Abbott and Costello, who recently made their TV debuts, also favor films. They have one more eastern show to do and have turned down "fabulous" offers to do more.
"It's too much work," declared Lou Costello, the fat one. "Why, it's supposed to take eight days to prepared a one-hour show. When I was there, they had three guys follow me around to see that I didn't leave the rehearsal.
A and C plan to make their own half-hour TV films, "rehearsing one day and shooting the next."
Danny Thomas favors "live" shows, but also would like to do his from the West Coast. Says he: "It just doesn't make sense for us to disrupt our family lives just because of television.

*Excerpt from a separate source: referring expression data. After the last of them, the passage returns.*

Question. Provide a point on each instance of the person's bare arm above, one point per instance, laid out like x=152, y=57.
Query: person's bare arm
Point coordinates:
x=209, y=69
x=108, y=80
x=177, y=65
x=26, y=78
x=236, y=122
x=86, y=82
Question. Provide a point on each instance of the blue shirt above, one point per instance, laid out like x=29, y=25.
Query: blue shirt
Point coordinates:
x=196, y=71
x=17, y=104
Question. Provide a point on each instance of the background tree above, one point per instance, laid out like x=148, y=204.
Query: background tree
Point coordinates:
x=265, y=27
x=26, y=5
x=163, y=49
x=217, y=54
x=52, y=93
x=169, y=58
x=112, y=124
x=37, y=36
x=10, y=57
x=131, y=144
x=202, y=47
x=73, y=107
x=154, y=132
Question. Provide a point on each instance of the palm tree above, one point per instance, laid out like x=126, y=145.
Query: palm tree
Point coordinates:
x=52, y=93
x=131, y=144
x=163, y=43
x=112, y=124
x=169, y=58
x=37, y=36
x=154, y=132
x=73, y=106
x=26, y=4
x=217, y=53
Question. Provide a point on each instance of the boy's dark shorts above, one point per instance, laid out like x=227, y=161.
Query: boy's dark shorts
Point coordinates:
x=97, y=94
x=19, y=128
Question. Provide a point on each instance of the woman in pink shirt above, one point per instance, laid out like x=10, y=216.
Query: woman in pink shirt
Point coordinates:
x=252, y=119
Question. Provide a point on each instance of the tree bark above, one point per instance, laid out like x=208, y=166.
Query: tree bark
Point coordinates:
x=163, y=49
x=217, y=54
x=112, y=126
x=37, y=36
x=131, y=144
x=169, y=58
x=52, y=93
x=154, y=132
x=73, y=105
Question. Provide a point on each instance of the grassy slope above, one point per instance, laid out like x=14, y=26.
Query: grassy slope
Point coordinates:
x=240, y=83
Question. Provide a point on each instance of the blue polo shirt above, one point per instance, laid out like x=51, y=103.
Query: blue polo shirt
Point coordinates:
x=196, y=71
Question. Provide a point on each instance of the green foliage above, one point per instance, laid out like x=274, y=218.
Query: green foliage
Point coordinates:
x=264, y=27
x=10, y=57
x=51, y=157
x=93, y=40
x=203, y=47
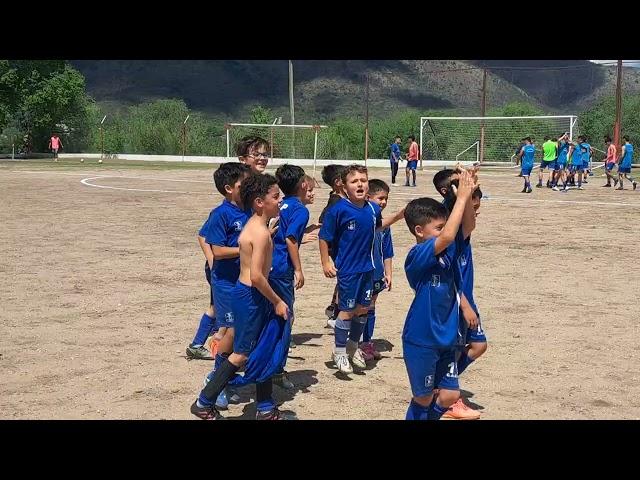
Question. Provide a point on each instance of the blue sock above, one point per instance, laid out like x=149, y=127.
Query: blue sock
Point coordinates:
x=436, y=411
x=463, y=362
x=220, y=357
x=371, y=323
x=357, y=327
x=341, y=335
x=204, y=330
x=417, y=412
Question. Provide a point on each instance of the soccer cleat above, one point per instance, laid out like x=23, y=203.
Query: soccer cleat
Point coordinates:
x=282, y=380
x=367, y=351
x=198, y=353
x=342, y=362
x=274, y=414
x=330, y=311
x=459, y=411
x=205, y=413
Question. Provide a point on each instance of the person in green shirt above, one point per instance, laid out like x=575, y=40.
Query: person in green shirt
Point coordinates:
x=550, y=151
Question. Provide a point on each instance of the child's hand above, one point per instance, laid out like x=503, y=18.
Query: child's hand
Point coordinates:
x=282, y=310
x=329, y=269
x=387, y=280
x=309, y=237
x=273, y=225
x=470, y=317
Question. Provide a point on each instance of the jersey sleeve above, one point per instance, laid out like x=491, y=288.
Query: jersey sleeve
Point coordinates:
x=217, y=233
x=387, y=245
x=297, y=224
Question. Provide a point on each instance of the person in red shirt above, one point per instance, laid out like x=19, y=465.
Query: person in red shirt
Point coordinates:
x=412, y=160
x=55, y=144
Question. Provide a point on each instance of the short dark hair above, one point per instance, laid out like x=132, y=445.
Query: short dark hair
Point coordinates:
x=376, y=185
x=330, y=173
x=442, y=179
x=289, y=178
x=228, y=174
x=422, y=210
x=249, y=143
x=256, y=186
x=354, y=167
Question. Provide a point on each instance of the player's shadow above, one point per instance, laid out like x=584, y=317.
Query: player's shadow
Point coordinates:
x=301, y=379
x=303, y=338
x=466, y=395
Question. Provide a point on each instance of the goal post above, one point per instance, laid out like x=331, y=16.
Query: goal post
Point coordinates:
x=486, y=139
x=286, y=142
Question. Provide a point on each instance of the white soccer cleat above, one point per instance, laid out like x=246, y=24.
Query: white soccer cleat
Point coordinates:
x=358, y=359
x=342, y=362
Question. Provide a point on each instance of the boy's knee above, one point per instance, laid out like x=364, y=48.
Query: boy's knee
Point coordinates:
x=446, y=398
x=238, y=359
x=423, y=401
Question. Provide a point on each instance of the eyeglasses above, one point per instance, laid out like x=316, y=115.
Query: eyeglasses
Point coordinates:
x=259, y=156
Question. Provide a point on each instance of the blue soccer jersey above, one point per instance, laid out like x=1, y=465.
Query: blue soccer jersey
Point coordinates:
x=528, y=156
x=465, y=263
x=585, y=148
x=350, y=230
x=382, y=249
x=433, y=317
x=294, y=217
x=226, y=222
x=563, y=149
x=627, y=148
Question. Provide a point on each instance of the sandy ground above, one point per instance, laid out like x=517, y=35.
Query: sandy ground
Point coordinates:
x=103, y=289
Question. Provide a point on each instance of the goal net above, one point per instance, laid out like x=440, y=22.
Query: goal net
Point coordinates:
x=487, y=139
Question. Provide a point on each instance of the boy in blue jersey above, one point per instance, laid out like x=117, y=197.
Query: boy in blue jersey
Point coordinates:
x=255, y=302
x=624, y=164
x=526, y=156
x=332, y=176
x=475, y=343
x=394, y=158
x=561, y=165
x=577, y=168
x=349, y=226
x=383, y=268
x=431, y=332
x=223, y=229
x=286, y=275
x=586, y=151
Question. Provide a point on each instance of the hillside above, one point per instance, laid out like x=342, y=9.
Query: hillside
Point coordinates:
x=325, y=89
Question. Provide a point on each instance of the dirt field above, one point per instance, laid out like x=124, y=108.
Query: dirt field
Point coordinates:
x=103, y=289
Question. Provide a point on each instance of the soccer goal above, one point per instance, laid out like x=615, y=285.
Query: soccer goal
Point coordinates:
x=486, y=139
x=286, y=142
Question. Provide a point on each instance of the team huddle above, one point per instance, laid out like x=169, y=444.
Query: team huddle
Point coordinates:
x=252, y=241
x=570, y=162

It would be different if all of us made our sole living from TV. But we have other things to do, too."
"This is one case where the mountain will have to come to Mahomet."
Red Skelton, who has not yet made his TV debut, told me: "You couldn't get me to New York on a bet." He plans to start a TV series in October and he will film a half-hour show bi-weekly in Hollywood.
Jack Benny is an advocate of "live" shows but would like to do his stint from Hollywood. He has trekked to New York for two shows this season. Eddie Cantor is reported eager to do his show from here on film. Jack Carson is also anxious to return to Hollywood with his program, in order to pick up motion picture offers. George Burns and Gracie Allen were the first comedy stars to switch their show from the east coast to Hollywood. Alan Young's has emanated from here since its inception. A new addition will be the Amos 'n' Andy show which will start here this summer.
Hollywood's challenge to New York's TV supremacy grows daily.
The situation soon became a moot point. On September 4, 1951, utilising a combined coaxial cable and microwave relay system, the Bell Telephone System made live, coast-to-coast broadcasting a reality, with 94 of the 107 TV stations across the U.S. airing an address by President Harry Truman live (the other 13 stations did not have microwave access). Eddie Cantor quickly announced he would originate 10 of his Colgate Comedy Hour appearances from West Coast studios after September 30th (Broadcasting-Telecasting, Sept. 10, 1951). The stars didn’t have to leave Hollywood for New York City any longer.

Interestingly, it didn’t stop some of them from going with the expensive prospect of filming their shows, notably Lucille Ball and Desi Arnaz, who insisted on film. They may not have realised it at the time, but film created instant little gold mines. Filmed shows could be run again. And again and again. For decades in some cases. While waiting for the coaxial cable to reach the west, TV invented the network rerun.

1 comment:

  1. The other problem was, pre-jet travel, that the trip to New York on a DC-3 or some other prop=-driven plane took a lot longer than the current 5 1/2 hour jaunt from Los Angeles. Combine that with the far older and less centrally-located production facilities around NYC at the time, and by the mid-1960s virtually nothing but news, sports and a few game shows were still coming out of NYC (a trend that really didn't start to turn around until the 1980s).

    (Also, here's the YouTube video of Red Skelton's show from New York, about a decade after this story was published. I guess he lost a bet with someone from the United Nations. Not sure if he had to bring Art Gilmore with him, or if he was pre-recorded.)